The thing is, Obama has said things very similar to the ones he is made to say in this satire of his thesis. He said them in a radio interview dating from 2001, which I ran at Atlas Shrugs on October 6, 2008. The fake thesis had nothing new in it -- it just echoed things Obama has already said.

In the interview, Obama discusses the best way to bring about a redistribution of wealth. He speaks of the "tendency to lose track of the political and community organizing and activities on the ground that are able to put together the actual coalitions of power through which you bring about redistributive change."

Yes, redistributive change. He said that it was a tragedy that the Constitution wasn't radically reinterpreted to force redistribution of the wealth: "I am not optimistic," he said, "about bringing about redistributive change through the courts. The institution just isn't structured that way." He praised the Civil Rights Movement and its "litigation strategy in the court" for succeeding in vesting "formal rights in previously dispossessed peoples."

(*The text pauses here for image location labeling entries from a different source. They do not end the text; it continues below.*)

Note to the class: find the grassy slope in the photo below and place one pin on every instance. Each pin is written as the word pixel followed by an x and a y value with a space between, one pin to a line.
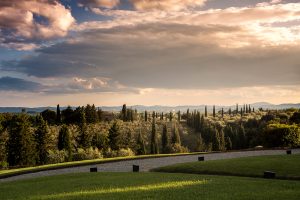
pixel 285 166
pixel 13 172
pixel 149 186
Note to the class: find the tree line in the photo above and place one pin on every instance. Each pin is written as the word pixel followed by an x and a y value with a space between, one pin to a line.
pixel 89 133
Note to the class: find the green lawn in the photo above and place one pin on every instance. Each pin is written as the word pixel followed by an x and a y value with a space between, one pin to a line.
pixel 149 186
pixel 18 171
pixel 285 166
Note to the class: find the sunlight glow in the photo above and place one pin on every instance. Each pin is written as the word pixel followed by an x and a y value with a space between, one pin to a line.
pixel 158 186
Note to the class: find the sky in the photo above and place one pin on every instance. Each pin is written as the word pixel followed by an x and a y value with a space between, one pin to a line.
pixel 149 52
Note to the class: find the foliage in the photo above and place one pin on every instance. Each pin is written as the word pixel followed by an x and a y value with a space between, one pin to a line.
pixel 41 139
pixel 87 154
pixel 282 135
pixel 20 145
pixel 64 140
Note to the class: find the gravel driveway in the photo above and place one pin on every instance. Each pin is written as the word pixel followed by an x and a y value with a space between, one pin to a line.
pixel 147 164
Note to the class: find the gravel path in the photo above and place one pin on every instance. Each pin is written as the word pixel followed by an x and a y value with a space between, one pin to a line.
pixel 147 164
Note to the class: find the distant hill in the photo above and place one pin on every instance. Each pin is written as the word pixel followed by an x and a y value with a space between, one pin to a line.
pixel 157 108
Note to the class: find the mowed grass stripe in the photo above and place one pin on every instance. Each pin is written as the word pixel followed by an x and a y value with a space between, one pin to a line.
pixel 285 166
pixel 92 186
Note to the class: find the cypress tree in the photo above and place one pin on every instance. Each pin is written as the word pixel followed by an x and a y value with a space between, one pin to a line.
pixel 179 116
pixel 141 148
pixel 222 141
pixel 64 140
pixel 228 143
pixel 113 136
pixel 171 116
pixel 202 124
pixel 58 115
pixel 124 113
pixel 153 115
pixel 41 134
pixel 154 144
pixel 146 116
pixel 200 144
pixel 175 135
pixel 100 114
pixel 222 112
pixel 20 145
pixel 84 140
pixel 165 139
pixel 216 141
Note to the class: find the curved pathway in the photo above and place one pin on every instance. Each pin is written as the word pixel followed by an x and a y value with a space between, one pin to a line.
pixel 148 163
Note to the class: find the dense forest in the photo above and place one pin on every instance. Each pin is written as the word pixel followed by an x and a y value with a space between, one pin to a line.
pixel 90 133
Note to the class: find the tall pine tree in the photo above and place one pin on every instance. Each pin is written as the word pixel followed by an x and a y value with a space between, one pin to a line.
pixel 41 138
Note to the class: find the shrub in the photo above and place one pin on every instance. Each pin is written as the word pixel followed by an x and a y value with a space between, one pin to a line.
pixel 177 148
pixel 87 154
pixel 3 165
pixel 125 152
pixel 282 135
pixel 56 156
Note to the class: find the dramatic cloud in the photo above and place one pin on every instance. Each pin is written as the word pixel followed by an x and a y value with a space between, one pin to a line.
pixel 23 22
pixel 167 56
pixel 141 49
pixel 169 5
pixel 17 84
pixel 99 3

Yet for Obama the civil rights movement didn't go far enough, because it didn't venture into socialism. "One of the I think tragedies of the civil rights movement was because the civil rights movement became so court focused, I think that there was a tendency to lose track of the political and community organizing and activities on the ground that are able to put together the actual coalitions of power through which you bring about redistributive change and in some ways we still suffer from that."

This was the fault of the Supreme Court and the Constitution itself: "But the Supreme Court never ventured into the issues of redistribution of wealth and sort of more basic issues of political and economic justice in this society. And to that extent as radical as people tried to characterize the Warren court, it wasn't that radical." And that was because of the constraints of the Constitution: "It didn't break free from the essential constraints that were placed by the founding fathers in the Constitution, at least as it's been interpreted, and the Warren court interpreted it in the same way that generally the Constitution is a charter of negative liberties. It says what the states can't do to you, it says what the federal government can't do to you, but it doesn't say what the federal government or the state government must do on your behalf. And that hasn't shifted."

So he doesn't think redistribution of wealth can be accomplished through the courts, but he thinks it can be done legislatively. That is why a liberal supermajority in Congress is crucial to Obama's strategy.

Notice that Obama was not discussing whether redistribution of the wealth is right or wrong -- this was a conversation about how to achieve that goal. And this was back in 2001.

We'll never know what is in Obama's thesis, because Obama will not release it -- nor will he release any of his school papers, transcripts, crossword puzzles... nothing. What other politician ever got away with that? Obama had Jack Ryan's divorce and child custody records papers unsealed, which led to Ryan's resignation and Obama's first election win -- minutes before he decided to run for President.

But as for this thesis satire, Rush Limbaugh and Michael Ledeen and the American Thinker have little to apologize for. Obama has been on record favoring the redistribution of wealth for years. The lapdog media just never bothered to notice.

Pamela Geller is the editor and publisher of the Atlas Shrugs Web site and is former associate publisher of the New York Observer.